The OpenADMET group has announced a new blind challenge: predicting human Pregnane X Receptor (hPXR) induction. PXR is a nuclear receptor that, when activated, upregulates drug-metabolising enzymes — most notably CYP3A4. A compound that induces PXR can reduce the plasma concentration of co-administered drugs, cause adverse interactions, and derail a project that was otherwise going well. It is a common and expensive failure mode in drug development. The challenge has two tracks: one for activity prediction and one for structure prediction. I plan to enter only the activity prediction track.
Why I am doing this
Blind challenges are the closest thing to a real prospective test outside pharma and biotech companies. Internal cross-validation, however carefully designed, will generally be a less realistic scenario and inflate performance values. A blind challenge can be an extremely useful tool to compare different ML approaches in something close to a real setting.
I also want my work to be useful beyond the final ranking. Each step — data analysis, model selection, split strategy, prospective evaluation — will be documented openly. The goal is to create a worked example of how to approach a real ML problem in drug discovery. I hope it can be an educational resource.
The challenge
The dataset is substantial: over 11,000 compounds screened in a single dose format and a subset of ~4800 compounds tested in a dose-response assay, with a counter-assay in a PXR-null cell line to flag false positives. The test set focuses on structure-activity relationships — analogue series rather than diverse screening hits — which mirrors real lead optimisation work more closely than a random held-out set.

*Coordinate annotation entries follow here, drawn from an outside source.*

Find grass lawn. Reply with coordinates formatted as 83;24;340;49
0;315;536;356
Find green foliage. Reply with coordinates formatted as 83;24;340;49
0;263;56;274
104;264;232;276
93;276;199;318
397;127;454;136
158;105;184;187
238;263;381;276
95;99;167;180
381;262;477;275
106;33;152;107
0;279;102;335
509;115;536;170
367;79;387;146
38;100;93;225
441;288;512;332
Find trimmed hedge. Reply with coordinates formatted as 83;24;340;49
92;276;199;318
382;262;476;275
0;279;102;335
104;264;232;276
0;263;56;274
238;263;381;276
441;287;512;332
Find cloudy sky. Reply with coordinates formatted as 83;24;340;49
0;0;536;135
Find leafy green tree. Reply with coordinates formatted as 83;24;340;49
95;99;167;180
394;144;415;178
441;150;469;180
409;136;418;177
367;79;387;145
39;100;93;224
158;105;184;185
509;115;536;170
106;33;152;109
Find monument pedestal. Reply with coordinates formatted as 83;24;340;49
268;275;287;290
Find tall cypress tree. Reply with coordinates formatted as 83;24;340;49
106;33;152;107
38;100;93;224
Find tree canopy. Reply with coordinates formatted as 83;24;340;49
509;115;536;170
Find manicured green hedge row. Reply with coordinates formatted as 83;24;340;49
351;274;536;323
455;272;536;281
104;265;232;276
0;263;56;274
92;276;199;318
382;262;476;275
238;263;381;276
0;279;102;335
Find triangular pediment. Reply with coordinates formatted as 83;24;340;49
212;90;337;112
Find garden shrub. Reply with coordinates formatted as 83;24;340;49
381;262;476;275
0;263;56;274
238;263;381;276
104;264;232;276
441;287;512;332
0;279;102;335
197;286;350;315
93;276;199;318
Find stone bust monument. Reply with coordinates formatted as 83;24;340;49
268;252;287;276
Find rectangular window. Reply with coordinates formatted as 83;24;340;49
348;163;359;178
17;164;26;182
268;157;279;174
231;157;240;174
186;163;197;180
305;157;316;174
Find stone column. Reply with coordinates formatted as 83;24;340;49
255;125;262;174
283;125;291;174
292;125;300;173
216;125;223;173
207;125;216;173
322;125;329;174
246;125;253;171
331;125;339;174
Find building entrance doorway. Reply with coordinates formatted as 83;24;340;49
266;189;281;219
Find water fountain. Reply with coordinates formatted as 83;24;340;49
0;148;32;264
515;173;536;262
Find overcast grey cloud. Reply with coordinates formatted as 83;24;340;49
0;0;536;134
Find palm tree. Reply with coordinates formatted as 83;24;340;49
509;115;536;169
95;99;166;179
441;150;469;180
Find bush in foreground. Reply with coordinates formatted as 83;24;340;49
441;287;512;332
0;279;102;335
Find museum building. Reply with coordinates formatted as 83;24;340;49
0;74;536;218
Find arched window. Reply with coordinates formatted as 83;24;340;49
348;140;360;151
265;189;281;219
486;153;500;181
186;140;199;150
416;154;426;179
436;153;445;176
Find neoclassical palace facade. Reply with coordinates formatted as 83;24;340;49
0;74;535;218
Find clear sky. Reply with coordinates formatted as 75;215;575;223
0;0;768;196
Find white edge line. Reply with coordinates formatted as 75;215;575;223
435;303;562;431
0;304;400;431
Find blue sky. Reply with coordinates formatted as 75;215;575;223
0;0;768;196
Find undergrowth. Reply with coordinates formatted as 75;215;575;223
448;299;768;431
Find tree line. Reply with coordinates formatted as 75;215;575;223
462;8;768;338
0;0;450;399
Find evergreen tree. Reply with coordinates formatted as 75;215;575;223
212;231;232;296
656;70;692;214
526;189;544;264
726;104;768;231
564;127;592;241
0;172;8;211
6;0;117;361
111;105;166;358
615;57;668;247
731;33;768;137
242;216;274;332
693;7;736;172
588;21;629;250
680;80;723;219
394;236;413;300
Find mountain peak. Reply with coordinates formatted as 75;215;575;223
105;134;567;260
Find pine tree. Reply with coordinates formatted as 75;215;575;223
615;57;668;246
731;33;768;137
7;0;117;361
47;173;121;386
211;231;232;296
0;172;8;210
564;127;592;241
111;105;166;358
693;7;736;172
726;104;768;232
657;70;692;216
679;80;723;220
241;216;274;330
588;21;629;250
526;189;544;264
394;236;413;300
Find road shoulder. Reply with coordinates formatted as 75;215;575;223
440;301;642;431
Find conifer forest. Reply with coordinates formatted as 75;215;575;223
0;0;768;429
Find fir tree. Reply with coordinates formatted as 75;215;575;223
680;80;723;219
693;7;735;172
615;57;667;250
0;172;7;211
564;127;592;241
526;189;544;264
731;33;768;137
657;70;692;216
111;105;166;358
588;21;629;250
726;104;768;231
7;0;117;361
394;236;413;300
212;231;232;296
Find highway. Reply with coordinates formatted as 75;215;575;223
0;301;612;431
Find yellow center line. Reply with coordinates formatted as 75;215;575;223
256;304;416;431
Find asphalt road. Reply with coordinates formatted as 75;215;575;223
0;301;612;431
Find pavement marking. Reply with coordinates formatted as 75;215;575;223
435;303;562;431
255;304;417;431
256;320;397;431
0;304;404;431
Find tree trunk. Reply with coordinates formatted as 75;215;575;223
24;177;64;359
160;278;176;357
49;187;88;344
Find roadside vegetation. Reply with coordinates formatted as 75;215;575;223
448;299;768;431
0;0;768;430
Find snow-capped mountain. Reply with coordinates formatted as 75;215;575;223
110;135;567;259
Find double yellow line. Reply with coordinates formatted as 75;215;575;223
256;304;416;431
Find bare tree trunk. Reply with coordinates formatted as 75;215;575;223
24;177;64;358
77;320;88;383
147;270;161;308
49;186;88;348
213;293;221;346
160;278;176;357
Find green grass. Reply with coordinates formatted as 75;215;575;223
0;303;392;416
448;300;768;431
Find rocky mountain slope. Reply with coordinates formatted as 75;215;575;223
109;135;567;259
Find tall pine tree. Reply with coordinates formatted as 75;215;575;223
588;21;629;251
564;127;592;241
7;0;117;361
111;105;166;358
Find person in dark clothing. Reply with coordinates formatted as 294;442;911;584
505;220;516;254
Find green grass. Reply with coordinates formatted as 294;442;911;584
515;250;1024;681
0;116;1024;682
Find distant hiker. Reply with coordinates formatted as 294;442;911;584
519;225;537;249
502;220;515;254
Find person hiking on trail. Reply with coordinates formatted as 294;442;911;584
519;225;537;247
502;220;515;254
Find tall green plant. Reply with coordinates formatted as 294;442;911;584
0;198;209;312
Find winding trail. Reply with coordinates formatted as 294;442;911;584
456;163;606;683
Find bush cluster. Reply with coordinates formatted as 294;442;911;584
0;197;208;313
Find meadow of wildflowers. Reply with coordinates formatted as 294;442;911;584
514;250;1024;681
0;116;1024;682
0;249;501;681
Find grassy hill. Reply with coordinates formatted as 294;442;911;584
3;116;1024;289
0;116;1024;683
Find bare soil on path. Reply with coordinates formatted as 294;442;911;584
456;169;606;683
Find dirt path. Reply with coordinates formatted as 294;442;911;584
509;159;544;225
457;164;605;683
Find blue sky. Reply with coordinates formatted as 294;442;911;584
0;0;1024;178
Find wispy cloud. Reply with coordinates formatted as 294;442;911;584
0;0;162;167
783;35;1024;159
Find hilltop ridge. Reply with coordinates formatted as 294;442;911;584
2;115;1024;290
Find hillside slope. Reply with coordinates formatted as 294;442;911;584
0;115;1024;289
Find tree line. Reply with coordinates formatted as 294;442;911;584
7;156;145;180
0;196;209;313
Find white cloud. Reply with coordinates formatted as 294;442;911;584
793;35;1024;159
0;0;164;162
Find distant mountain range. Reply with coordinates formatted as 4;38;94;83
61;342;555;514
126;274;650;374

The task is to predict pEC50 values for 513 compounds. Submissions are evaluated by Relative Absolute Error (RAE). There are two phases: a live leaderboard on an initial analogue set (Phase 1, due May 25), followed by a fully blinded second analogue set (Phase 2, due July 1).
What I plan to do
My work is documented in a public repository. The short version of my expected workflow is:
- Data analysis and preprocessing: download the data, explore general SAR character of the dataset, think whether any compound data is better removed or altered for training, explore public datasets that might enhance the prediction
- Generate data splits: as we will be comparing ML model predictions to choose the best one, I plan to follow the process outlined in a recent paper by the Polaris group to generate 5×5 cross-validated data splits to make statistically sound comparisons. The main point to explore is whether to generate random, scaffold or time based splits
- Generate single task baseline: this will likely be a comparison from different fingerprints used on RF and XGB as well as chemprop
- Explore multitask settings and/or finetuning models for property prediction: previous challenges showed the impact of external data to improve predictions so this will be an important aspect. It is also possible that different data available in the challenge can be modeled separately in this manner
- Provide predictions for analog set 1: this held out dataset will be unblinded in the middle of the challenge. This will provide important information for how the different models performed prospectively and might suggest alterations before submitting predictions for analog set 2
- Provide predictions for analog set 2: this will be the final step and will be the set to provide the final ranking
The implementation will use open-source libraries (RDKit, scikit-learn, XGBoost, chemprop) and the code will be organized in marimo notebooks. The analysis decisions are mine but I will use Claude Code as a development tool.
Updates will be posted in this blog as the work progresses.